Petani
KAPAS menjadi simbol penting sebuah pertempuran berlarut-larut, melelahkan, dan makan ongkos besar. Di Hong Kong, tuan rumah hajatan akbar World Trade Organization, ihwal kapas itu tak juga tuntas. Tuntutan negara berkembang, juga Eropa, agar Amerika memangkas subsidi bagi petani kapas, tak usai dibahas.
Rapat di Hong Kong itu sebetulnya punya tujuan mulia. Agenda Pembangunan Doha, yang macet sejak 2003, diharapkan selesai. Yang terjadi sebaliknya: kesenjangan negara berkembang yang tergabung dalam G-20 dengan negara maju di G-7 makin melebar. Biangnya produk pertanian.Tahun lalu, total perdagangan barang dan jasa dunia sekitar US$ 11 trilyun. Sebanyak US$ 800 milyar berupa produk pertanian. Persentasenya kecil. Tapi masalah pertanian selalu menempati isu sensitif.
Kecil di rupiah, besar di massa; modal utama politikus untuk mendapat kursi.Di Arkansas, Amerika Serikat, pergulatan atas nama rakyat itu terjadi. Pemerintah federal tiap tahun menyubsidi US$ 360.000 per petani --tak terbayang gedenya bagi petani kita. Bantuan itu membuat Arkansas sukses sebagai penghasil sepersepuluh kapas Amerika. Tapi gelontoran dolar sebesar itu dipandang menabrak rambu. Negara tetangga, Brasil, membawa kasus subsidi kelewat gede ini ke WTO.
Presiden George Bush lalu memangkas subsidinya menjadi US$ 250.000. Menipis, tapi masih kelewat besar ketimbang yang diterima dari pemerintah oleh petani di negara miskin dan berkembang, termasuk Indonesia. Ganti kini Senator Partai Demokrat, Blanche Lincoln, yang memang dari keluarga petani, berkampanye menentang Bush.Para petani kapas juga menjerit. Mereka butuh subsidi besar agar kapasnya bisa bersaing. Meski menggunakan imigran gelap, upah mereka jauh di atas buruh tani di negara berkembang, yang kadang hanya US$ 1 per hari.
Sejak didirikan pada 1995 sebagai metamorfosis Perjanjian Bersama dalam Tarif dan Perdagangan (GATT), WTO diharapkan menjadi hakim adil atas ketimpangan perniagaan dunia. Negara yang culas dalam perdagangan dihukum. Indonesia pernah diberi sanksi dalam kasus mobil nasional Timor. Sebaliknya, dalam dumping kertas lawan Korea, Indonesia menang.
Dalam prakteknya, WTO dinilai masih memble. Bahkan Profesor Arvind Panagriya, guru besar ekonomi Columbia University, School of International and Public Affairs, New York, menilai negara majulah biang proteksi produk pertanian. WTO belum bisa membuat alur perdagangan menjadi adil dan lancar (Agricultural Liberalization and the Least Developed Countries: Six Fallacies, 2005).
Apa yang disampaikan Arvind itu bisa kita lihat dengan kasatmata: betapa dominan negara maju dalam setiap pengambilan keputusan. Di samping itu, definisi ala WTO, meski detail, masih bisa dimainkan.''Subsidi'' dan ''proteksi'', misalnya.

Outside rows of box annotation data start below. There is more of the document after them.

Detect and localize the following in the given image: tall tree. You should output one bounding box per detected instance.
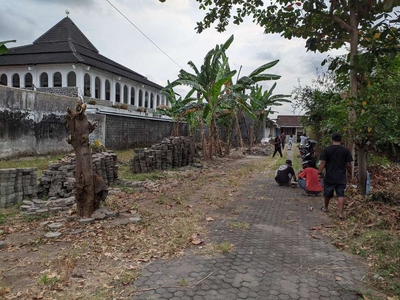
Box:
[66,99,108,217]
[0,40,16,55]
[156,81,201,136]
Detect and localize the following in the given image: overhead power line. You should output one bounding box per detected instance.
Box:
[107,0,183,69]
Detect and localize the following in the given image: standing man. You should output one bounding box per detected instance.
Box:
[319,132,353,220]
[300,133,307,148]
[281,132,286,150]
[275,159,297,186]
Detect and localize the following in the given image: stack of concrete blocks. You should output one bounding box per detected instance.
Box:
[92,152,118,185]
[130,136,195,173]
[38,152,118,198]
[0,168,37,207]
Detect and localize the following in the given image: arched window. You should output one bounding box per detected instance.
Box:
[25,73,33,87]
[0,74,7,86]
[13,73,20,87]
[150,93,154,108]
[67,71,76,86]
[83,73,92,97]
[105,79,111,100]
[94,76,101,99]
[139,90,143,107]
[53,72,62,87]
[131,88,135,105]
[115,82,121,102]
[40,72,49,87]
[122,85,128,103]
[144,91,149,108]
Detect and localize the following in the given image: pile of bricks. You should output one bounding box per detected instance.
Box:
[0,168,37,207]
[38,152,118,198]
[130,136,196,173]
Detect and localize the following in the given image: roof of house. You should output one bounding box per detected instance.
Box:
[276,115,303,127]
[0,17,163,89]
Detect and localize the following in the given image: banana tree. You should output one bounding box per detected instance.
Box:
[156,81,197,136]
[0,40,16,55]
[250,82,291,146]
[229,60,281,147]
[176,35,236,159]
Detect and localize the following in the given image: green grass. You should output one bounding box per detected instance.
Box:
[24,214,49,223]
[349,229,400,295]
[39,274,58,285]
[228,222,250,230]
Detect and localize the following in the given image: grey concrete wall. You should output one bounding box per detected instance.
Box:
[0,86,183,159]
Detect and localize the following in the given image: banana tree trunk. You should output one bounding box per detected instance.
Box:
[357,146,367,195]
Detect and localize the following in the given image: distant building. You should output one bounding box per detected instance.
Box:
[276,115,304,141]
[0,17,169,109]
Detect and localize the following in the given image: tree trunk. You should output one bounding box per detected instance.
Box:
[66,100,107,217]
[346,5,358,178]
[225,114,233,156]
[357,146,367,195]
[235,114,243,148]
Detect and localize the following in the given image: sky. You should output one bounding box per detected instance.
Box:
[0,0,344,118]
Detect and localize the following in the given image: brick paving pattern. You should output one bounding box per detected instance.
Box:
[133,156,366,300]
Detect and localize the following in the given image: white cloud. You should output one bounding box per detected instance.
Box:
[0,0,344,114]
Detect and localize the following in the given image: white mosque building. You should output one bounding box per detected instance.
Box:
[0,16,169,111]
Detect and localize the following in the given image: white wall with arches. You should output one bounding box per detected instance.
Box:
[0,64,170,110]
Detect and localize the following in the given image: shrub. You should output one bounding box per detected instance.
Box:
[90,139,107,153]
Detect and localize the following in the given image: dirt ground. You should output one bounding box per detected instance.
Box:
[0,156,275,300]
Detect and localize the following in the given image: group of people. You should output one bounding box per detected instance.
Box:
[275,133,353,219]
[271,132,293,157]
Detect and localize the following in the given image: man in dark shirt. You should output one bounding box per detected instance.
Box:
[275,159,297,185]
[319,132,353,219]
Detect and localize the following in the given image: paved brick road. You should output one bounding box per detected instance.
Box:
[133,156,365,300]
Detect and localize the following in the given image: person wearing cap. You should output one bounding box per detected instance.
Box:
[275,159,297,186]
[297,160,322,196]
[319,132,353,219]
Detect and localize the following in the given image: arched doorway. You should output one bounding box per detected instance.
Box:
[40,72,49,87]
[139,90,143,107]
[131,88,135,105]
[53,72,62,87]
[0,74,7,86]
[67,71,76,87]
[115,82,121,102]
[105,79,111,100]
[25,73,33,87]
[122,85,128,103]
[13,73,20,87]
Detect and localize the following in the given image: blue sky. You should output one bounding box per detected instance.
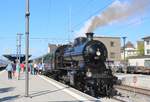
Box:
[0,0,150,57]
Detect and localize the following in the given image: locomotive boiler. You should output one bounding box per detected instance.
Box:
[47,33,117,97]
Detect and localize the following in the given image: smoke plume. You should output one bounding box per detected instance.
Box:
[80,0,150,34]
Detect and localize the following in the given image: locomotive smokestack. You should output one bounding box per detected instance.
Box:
[86,32,94,41]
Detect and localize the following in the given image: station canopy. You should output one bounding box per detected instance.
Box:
[3,54,31,62]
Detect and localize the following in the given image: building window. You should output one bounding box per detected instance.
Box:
[110,41,115,47]
[146,41,150,45]
[147,49,150,54]
[110,52,115,58]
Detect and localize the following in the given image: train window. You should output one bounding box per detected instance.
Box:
[110,52,115,58]
[110,41,115,47]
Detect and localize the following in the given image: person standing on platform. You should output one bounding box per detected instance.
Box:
[20,62,25,72]
[6,62,13,79]
[12,62,16,77]
[16,61,21,80]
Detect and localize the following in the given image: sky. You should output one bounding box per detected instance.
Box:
[0,0,150,58]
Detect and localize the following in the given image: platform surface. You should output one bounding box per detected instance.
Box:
[0,71,101,102]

Dua kata yang cenderung menabrak rambu perdagangan adil itu faktanya bisa ditarik ke mana pun. Masyarakat Eropa, yang gencar mengajari negara lain taat hukum, dewasa ini memberi subsidi teramat besar bagi petani. Total sekitar US$ 350 milyar subsidi negara maju untuk petani. Tapi, baik Amerika maupun Eropa sama-sama menuding: pihak ''sana'' sebagai pelanggar aturan WTO.
Dengan kondisi yang centang perenang itu, kita bisa memaklumi bila petani Korea Selatan, Indonesia, Brasil, tak ragu nglurug ke Hong Kong. Mereka berdemo, menuntut produk pertanian tak diliberalkan.Tingginya subsidi negara maju membuat kita maklum bila produk pertanian Indonesia terasa amat mahal. Namun berharap pihak lain memangkas proteksinya begitu saja tak gampang.
Karena itu, program efisiensi pertanian di dalam negeri haruslah terus berjalan. Saluran irigasi kudu dipermak. Lahan petani yang kecil-kecil dan tersekat oleh pematang, yang membuat pengolahan pertanian tak efisien, harus ditambal. Sayangnya, konsolidasi lahan pertanian, yang berhasil dilaksanakan di Cianjur, tak bisa berlangsung di tempat lain.Memprotes WTO mungkin perlu. Tapi masih banyak hal nyata lain yang bisa kita lakukan.